Os persas se originaram na região correspondente ao atual Irã. Segundo os historiadores, as primeiras tribos iranianas chegaram à Pérsia no século XIV aC. Inimigos ferozes dos gregos durante as guerras “médicas”, é também uma população refinada e religiosamente tolerante, longe da imagem que lhes é atribuída e muitas vezes referida em filmes como 300.

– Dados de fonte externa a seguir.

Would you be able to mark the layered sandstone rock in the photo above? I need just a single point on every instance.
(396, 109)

O surgimento do Império Persa foi longo e difícil. Os persas, povo de origem indo-européia, vieram do sul da atual Rússia. Pertenciam a uma entidade cultural que agrupava vários povos chamados Aryas. Esses povos estavam localizados entre o Mar Cáspio e o Mar de Aral. Por volta do segundo milênio aC, eles começaram a migrar para o Irã, Índia, Oriente Próximo e Oriente Médio. Os persas e outro povo muito próximo a eles, os medos, se estabeleceram nas margens do lago Oumia no século 14 aC, mas terão que esperar até o século 7 para se estabelecerem como a maior nação do Oriente Médio. Até o século VII, o Oriente Médio era compartilhado entre vários reinos. Originários do atual norte do Iraque, os assírios estenderam um vasto império que abrange a Síria, o norte da Turquia, a Faixa de Gaza e o Egito. Os Urateus dominaram o norte da Turquia e a Armênia. No sul do Iraque estavam os babilônios e na parte ocidental do Irã estavam os elamitas. Em meio a todas essas potências, dominadas por povos mais avançados e melhor organizados, os persas tiveram um começo complicado e foram rapidamente subjugados ao império assírio.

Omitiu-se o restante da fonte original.